Coin Change medium

Description

You’re given coin denominations coins[] and a target amount. Return the fewest number of coins that sum to amount. Each coin can be used an unlimited number of times. If the amount can’t be made, return -1.

Examples

> Case 1:
    coins = [1, 2, 5],  amount = 11
    Output: 3
    Explanation: 11 = 5 + 5 + 1.
 
> Case 2:
    coins = [2],  amount = 3
    Output: -1
 
> Case 3:
    coins = [1],  amount = 0
    Output: 0

Constraints

• 1 <= coins.length <= 12
• 1 <= coins[i] <= 2^31 - 1
• 0 <= amount <= 10^4

State design

This is unbounded knapsack in its purest form — pick coins (items) with repetition, minimize count, subject to a fixed sum.

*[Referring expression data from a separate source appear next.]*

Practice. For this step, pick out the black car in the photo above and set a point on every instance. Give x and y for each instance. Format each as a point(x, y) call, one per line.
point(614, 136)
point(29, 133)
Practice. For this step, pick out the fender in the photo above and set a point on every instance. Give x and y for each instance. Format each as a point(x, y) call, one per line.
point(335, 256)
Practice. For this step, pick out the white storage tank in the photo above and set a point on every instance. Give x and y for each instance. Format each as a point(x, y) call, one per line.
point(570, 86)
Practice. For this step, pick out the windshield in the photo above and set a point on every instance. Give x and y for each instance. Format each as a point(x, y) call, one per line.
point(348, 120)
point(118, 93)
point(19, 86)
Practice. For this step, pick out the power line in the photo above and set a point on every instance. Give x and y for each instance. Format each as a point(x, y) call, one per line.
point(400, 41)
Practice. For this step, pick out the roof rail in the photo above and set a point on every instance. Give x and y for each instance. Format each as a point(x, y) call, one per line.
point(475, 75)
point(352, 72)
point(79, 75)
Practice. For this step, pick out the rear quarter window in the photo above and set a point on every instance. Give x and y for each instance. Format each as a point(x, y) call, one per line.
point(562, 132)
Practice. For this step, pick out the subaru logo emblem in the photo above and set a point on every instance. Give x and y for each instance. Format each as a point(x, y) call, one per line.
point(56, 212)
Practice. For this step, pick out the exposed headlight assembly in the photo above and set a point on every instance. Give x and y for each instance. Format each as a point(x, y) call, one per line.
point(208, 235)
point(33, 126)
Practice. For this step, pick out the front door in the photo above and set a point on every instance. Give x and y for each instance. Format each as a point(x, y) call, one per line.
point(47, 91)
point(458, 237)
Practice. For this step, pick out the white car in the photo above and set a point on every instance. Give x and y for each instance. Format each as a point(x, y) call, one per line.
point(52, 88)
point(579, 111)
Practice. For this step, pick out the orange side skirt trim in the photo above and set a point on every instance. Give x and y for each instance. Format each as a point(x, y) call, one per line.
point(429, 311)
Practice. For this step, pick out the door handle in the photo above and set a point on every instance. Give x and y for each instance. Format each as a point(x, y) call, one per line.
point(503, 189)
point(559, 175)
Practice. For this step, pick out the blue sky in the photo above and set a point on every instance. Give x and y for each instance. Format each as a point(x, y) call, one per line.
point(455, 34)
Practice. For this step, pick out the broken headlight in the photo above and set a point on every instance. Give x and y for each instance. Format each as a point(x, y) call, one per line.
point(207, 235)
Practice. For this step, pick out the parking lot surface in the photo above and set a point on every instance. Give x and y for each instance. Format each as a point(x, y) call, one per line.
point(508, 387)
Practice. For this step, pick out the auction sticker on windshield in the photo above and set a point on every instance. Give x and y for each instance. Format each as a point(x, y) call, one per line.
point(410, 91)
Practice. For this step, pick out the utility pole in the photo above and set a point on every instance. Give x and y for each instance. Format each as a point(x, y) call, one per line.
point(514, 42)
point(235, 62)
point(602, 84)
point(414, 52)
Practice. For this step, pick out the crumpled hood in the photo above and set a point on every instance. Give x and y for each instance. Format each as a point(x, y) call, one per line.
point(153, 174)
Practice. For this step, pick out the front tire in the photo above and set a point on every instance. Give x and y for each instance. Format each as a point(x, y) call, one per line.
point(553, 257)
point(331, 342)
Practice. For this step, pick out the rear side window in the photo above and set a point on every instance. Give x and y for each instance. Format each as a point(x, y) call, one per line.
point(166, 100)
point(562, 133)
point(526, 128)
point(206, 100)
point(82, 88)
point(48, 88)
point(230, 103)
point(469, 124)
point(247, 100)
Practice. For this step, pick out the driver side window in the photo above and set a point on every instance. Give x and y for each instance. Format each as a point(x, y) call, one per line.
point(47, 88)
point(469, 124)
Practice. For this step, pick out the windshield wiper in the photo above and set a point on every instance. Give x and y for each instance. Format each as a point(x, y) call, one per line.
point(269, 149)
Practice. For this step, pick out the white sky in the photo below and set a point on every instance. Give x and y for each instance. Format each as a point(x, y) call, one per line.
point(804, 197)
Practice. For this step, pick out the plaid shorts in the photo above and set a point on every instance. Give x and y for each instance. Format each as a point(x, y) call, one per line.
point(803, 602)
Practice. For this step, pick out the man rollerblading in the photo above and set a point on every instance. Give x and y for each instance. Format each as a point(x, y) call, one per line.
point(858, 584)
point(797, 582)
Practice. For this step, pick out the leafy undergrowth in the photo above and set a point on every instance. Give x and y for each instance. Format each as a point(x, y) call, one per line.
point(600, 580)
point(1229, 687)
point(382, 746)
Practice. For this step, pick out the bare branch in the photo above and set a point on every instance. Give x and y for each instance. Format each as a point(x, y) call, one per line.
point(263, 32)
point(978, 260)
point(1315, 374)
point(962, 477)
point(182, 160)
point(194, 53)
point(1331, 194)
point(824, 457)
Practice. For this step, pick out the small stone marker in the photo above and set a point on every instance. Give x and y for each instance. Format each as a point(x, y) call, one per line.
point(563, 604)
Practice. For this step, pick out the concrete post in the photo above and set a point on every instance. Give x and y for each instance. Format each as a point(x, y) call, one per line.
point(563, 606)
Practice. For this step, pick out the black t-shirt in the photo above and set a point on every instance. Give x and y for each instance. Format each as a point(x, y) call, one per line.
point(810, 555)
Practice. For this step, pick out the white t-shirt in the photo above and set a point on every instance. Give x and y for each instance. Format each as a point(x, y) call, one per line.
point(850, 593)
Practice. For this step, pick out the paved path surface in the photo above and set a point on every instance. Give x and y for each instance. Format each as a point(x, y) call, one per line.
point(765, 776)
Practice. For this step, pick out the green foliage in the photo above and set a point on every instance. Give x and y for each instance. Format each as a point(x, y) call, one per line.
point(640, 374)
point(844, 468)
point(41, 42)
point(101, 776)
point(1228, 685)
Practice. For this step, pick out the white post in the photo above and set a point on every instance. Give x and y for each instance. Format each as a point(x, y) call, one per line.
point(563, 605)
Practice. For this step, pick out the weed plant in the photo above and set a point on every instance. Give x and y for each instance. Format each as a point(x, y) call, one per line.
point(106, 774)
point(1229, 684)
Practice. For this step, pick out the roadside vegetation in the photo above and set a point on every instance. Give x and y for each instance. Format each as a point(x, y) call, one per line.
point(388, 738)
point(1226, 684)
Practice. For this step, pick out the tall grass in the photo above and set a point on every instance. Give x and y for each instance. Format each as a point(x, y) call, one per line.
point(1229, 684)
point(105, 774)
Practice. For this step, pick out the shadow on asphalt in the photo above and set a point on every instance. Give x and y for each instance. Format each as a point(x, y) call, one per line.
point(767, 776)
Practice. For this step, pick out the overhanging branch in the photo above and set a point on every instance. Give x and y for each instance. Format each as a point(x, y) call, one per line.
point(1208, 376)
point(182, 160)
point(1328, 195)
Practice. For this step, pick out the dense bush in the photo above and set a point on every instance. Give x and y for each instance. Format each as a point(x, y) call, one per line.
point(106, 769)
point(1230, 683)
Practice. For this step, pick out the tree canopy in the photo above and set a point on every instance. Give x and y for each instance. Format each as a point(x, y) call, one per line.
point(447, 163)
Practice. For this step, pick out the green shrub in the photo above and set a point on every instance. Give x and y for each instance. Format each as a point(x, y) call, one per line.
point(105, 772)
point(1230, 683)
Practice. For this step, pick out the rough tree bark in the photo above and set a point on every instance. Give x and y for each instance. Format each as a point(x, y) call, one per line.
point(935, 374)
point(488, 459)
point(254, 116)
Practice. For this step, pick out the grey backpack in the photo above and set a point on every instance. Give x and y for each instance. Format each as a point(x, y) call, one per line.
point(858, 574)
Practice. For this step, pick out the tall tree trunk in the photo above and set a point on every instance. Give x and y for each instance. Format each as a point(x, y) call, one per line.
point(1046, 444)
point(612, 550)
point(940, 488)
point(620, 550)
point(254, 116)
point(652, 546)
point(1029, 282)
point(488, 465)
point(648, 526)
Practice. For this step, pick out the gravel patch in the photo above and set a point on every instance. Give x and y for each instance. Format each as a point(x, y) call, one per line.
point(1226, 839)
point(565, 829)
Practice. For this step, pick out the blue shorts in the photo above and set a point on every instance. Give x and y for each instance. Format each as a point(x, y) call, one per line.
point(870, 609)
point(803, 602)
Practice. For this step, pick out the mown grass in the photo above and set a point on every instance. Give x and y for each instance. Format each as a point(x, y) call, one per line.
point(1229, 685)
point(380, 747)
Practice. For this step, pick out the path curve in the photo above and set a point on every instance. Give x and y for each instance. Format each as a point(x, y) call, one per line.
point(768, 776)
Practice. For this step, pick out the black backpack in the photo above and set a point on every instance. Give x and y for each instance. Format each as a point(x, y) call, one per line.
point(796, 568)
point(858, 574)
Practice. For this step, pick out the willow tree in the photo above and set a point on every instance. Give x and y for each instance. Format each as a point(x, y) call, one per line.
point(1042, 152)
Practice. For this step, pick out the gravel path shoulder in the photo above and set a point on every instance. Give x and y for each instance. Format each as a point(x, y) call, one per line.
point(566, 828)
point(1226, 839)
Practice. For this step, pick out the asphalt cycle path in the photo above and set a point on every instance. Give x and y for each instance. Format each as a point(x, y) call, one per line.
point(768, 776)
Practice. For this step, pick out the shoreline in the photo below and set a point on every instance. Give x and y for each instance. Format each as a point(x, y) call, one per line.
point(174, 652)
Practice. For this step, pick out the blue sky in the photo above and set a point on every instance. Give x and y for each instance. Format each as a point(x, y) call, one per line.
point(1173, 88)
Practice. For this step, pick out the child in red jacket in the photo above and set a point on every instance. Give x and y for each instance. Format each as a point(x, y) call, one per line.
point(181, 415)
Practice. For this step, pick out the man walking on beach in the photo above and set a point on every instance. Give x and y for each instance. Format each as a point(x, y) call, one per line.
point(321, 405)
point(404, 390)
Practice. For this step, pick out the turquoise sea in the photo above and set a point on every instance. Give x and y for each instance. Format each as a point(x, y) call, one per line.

1. What am I computing? dp[w] = min coins to make amount w.
2. Dimensions? One — w.
3. Base cases? dp[0] = 0 (zero coins for zero amount). Mark all other dp[w] as infinity / unreachable.
4. Transition? For each amount w, try every coin c <= w: dp[w] = min(dp[w], dp[w - c] + 1).
5. Order? Amount w from 1 to amount. (Each dp[w] reads dp[w - c] for smaller w.)
6. Answer? dp[amount], or -1 if it stayed at infinity.

Code

int coinChange(vector<int>& coins, int amount) {
    const int INF = amount + 1;
    vector<int> dp(amount + 1, INF);
    dp[0] = 0;
    for (int w = 1; w <= amount; w++) {
        for (int c : coins) {
            if (c <= w) dp[w] = min(dp[w], dp[w - c] + 1);
        }
    }
    return dp[amount] > amount ? -1 : dp[amount];
}

def coin_change(coins, amount):
    INF = amount + 1
    dp = [INF] * (amount + 1)
    dp[0] = 0
    for w in range(1, amount + 1):
        for c in coins:
            if c <= w:
                dp[w] = min(dp[w], dp[w - c] + 1)
    return dp[amount] if dp[amount] != INF else -1

public int coinChange(int[] coins, int amount) {
    int INF = amount + 1;
    int[] dp = new int[amount + 1];
    Arrays.fill(dp, INF);
    dp[0] = 0;
    for (int w = 1; w <= amount; w++) {
        for (int c : coins) {
            if (c <= w) dp[w] = Math.min(dp[w], dp[w - c] + 1);
        }
    }
    return dp[amount] > amount ? -1 : dp[amount];
}

Why use amount + 1 as infinity instead of INT_MAX? Because dp[w - c] + 1 might overflow if you start from INT_MAX. And no legitimate answer can exceed amount (the worst case is using amount ones), so amount + 1 is a safe sentinel.

Analysis

• Time: O(amount × len(coins)).
• Space: O(amount).

The closely-related cousin: Coin Change II

Count the number of distinct ways to make amount using unlimited coins.

Same state, different operator, and a different loop order — to count combinations (unordered), iterate coins in the outer loop:

def change(amount, coins):
    dp = [0] * (amount + 1)
    dp[0] = 1
    for c in coins:                       # coins outside
        for w in range(c, amount + 1):     # amount inside
            dp[w] += dp[w - c]
    return dp[amount]

Swap the loops and you’d count permutations (ordered) — a different problem.